I have memorized 4 or 5 key games for the openings I play, so about 20 games in all. I'm trying to get it up to 100, but that'll take some time. It's a way of helping assimilate the ideas of the opening by having concrete examples to think about when ever I get stuck on a move. 

jwalexander

Here's the way I've approached it. (I've rocketed all the way up to 1595 so take it for what it's worth Foot in mouth

As others have mentioned, I think it is useful to review games specific to either an opening (which is easiest) or a theme. Example, I've a list of 10 games with the Benoni. I then review the game pretty quickly maybe 5 minutes and try to note the following: general opening lines, where pieces seem to be located, any major pawn thrusts or exchanges, and how the end game ends up (R vs R, B vs N, etc). 

I then flip the board and play thru it with the other color, also noting the same things as above. I've found it is really important to see it from the other side.

I then take 5 to 10 minutes on the key points I've noted above.

I'm a big fan of Neil McDonald's book "The Giants of Strategy" where he explores key points such as the 7th Rank, Outposts, Pawn Thrusts, etc so I try and note these themes.

Now (here's a key point) I wait for about 30 minutes to an hour and then replay it again, trying to anticipate key points. There is a lot of cognitive science that supports the idea that a review some short time later enhances recall by a significant amount.

Finally I might review the game again the following day.

Total time with the game review should be 30 - 45 minutes.

Benedictine
jwalexander wrote:

Here's the way I've approached it. (I've rocketed all the way up to 1595 so take it for what it's worth ) 

As others have mentioned, I think it is useful to review games specific to either an opening (which is easiest) or a theme. Example, I've a list of 10 games with the Benoni. I then review the game pretty quickly maybe 5 minutes and try to note the following: general opening lines, where pieces seem to be located, any major pawn thrusts or exchanges, and how the end game ends up (R vs R, B vs N, etc). 

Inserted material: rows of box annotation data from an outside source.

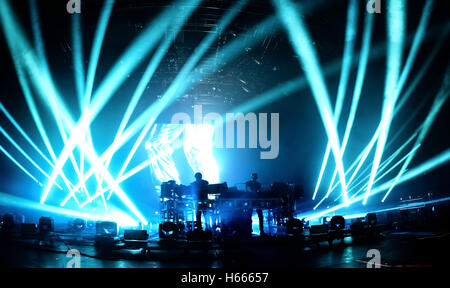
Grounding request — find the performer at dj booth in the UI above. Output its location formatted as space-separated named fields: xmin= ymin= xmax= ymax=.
xmin=245 ymin=173 xmax=265 ymax=236
xmin=190 ymin=172 xmax=209 ymax=230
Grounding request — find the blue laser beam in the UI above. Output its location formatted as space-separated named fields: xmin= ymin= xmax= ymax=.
xmin=273 ymin=0 xmax=348 ymax=203
xmin=312 ymin=0 xmax=358 ymax=200
xmin=0 ymin=145 xmax=42 ymax=186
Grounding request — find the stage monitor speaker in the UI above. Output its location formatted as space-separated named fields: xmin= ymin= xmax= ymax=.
xmin=123 ymin=230 xmax=148 ymax=241
xmin=95 ymin=221 xmax=118 ymax=237
xmin=286 ymin=218 xmax=303 ymax=236
xmin=20 ymin=223 xmax=37 ymax=236
xmin=159 ymin=221 xmax=178 ymax=239
xmin=309 ymin=224 xmax=328 ymax=235
xmin=330 ymin=216 xmax=345 ymax=230
xmin=38 ymin=217 xmax=54 ymax=233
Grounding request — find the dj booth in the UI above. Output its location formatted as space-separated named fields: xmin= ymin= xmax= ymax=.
xmin=159 ymin=181 xmax=303 ymax=238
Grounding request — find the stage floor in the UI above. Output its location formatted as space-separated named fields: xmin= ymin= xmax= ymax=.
xmin=0 ymin=232 xmax=450 ymax=268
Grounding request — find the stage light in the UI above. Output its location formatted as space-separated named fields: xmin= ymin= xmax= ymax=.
xmin=299 ymin=149 xmax=450 ymax=221
xmin=75 ymin=0 xmax=325 ymax=196
xmin=0 ymin=126 xmax=62 ymax=190
xmin=0 ymin=1 xmax=91 ymax=200
xmin=273 ymin=0 xmax=348 ymax=204
xmin=0 ymin=192 xmax=139 ymax=227
xmin=38 ymin=217 xmax=54 ymax=233
xmin=350 ymin=145 xmax=420 ymax=199
xmin=312 ymin=0 xmax=358 ymax=200
xmin=353 ymin=133 xmax=420 ymax=197
xmin=363 ymin=0 xmax=406 ymax=205
xmin=67 ymin=0 xmax=342 ymax=207
xmin=313 ymin=9 xmax=374 ymax=202
xmin=112 ymin=0 xmax=247 ymax=197
xmin=57 ymin=0 xmax=199 ymax=205
xmin=0 ymin=145 xmax=43 ymax=186
xmin=0 ymin=214 xmax=15 ymax=232
xmin=363 ymin=0 xmax=434 ymax=204
xmin=27 ymin=0 xmax=201 ymax=207
xmin=331 ymin=29 xmax=450 ymax=196
xmin=97 ymin=0 xmax=208 ymax=194
xmin=381 ymin=66 xmax=450 ymax=202
xmin=2 ymin=10 xmax=146 ymax=223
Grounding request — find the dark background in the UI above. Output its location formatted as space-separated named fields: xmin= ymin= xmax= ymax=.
xmin=0 ymin=0 xmax=450 ymax=222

I then flip the board and play thru it with the other color, also noting the same things as above. I've found it is really important to see it from the other side.

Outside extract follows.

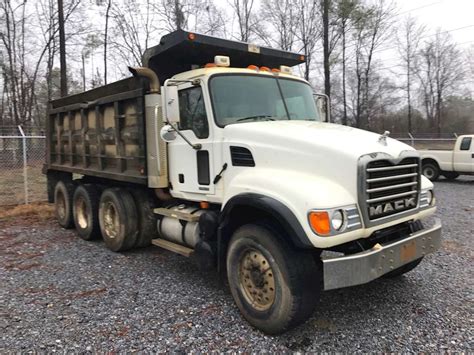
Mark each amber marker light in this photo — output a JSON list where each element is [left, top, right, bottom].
[[309, 211, 331, 235]]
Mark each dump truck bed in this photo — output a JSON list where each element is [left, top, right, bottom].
[[46, 77, 148, 184]]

I then take 5 to 10 minutes on the key points I've noted above.

I'm a big fan of Neil McDonald's book "The Giants of Strategy" where he explores key points such as the 7th Rank, Outposts, Pawn Thrusts, etc so I try and note these themes.

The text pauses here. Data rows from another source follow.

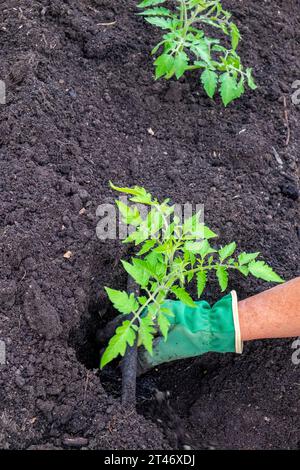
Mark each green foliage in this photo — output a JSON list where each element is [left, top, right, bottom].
[[138, 0, 256, 106], [101, 184, 283, 367]]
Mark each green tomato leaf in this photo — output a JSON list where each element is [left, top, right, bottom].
[[248, 261, 284, 283], [199, 240, 217, 259], [174, 52, 189, 80], [138, 239, 157, 256], [201, 69, 218, 98], [138, 0, 166, 8], [238, 251, 260, 266], [104, 287, 138, 314], [220, 72, 237, 107], [100, 320, 136, 369], [154, 54, 174, 79], [219, 242, 236, 261]]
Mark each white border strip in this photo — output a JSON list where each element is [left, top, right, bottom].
[[231, 290, 243, 354]]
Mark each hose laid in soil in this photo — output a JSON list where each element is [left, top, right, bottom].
[[121, 277, 140, 407]]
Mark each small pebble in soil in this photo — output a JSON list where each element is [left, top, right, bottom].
[[280, 182, 299, 201], [62, 437, 89, 448]]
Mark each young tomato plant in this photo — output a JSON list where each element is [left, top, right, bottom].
[[101, 183, 283, 368], [138, 0, 257, 106]]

Now (here's a key point) I wait for about 30 minutes to an hour and then replay it again, trying to anticipate key points. There is a lot of cognitive science that supports the idea that a review some short time later enhances recall by a significant amount.

Finally I might review the game again the following day.

Total time with the game review should be 30 - 45 minutes.


 Thanks for all the suggestions. I shall give this approach a try as it makes sense.

Rimfaxe

Playing though master games help to develop a flow in your own games.

Bronstein recommended something like this:

1) First play over the game quickly in a few minutes. Only the game moves, you read the annotations but don't play through the sidelines.

2) then if you find the game interesting play through it again slower this time (perhaps 20 min.) looking closer at the key points and annotations. (If you didn't find the game interesting then skip it and go to the next game)

3) play over it again, this time you should be able to do it almost without looking in the book.

I use this method and find it works well. The method is about learning patterns and not deep study. Sometimes I play over a game a fourth and perhaps a fifth time until I have a feel for the game.

The suggestion by jwalexander to play over the game an hour later and again the next day is a good one; I think I will add it to my method.

 

Benedictine

When you play through the games do you set up a board and work through them that way or use an online board/database?

kco
Benedictine wrote:

When you play through the games do you set up a board and work through them that way or use an online board/database?


 if looking through alot games or got lot of variations use online board, just looking at a game and taking your time use the board.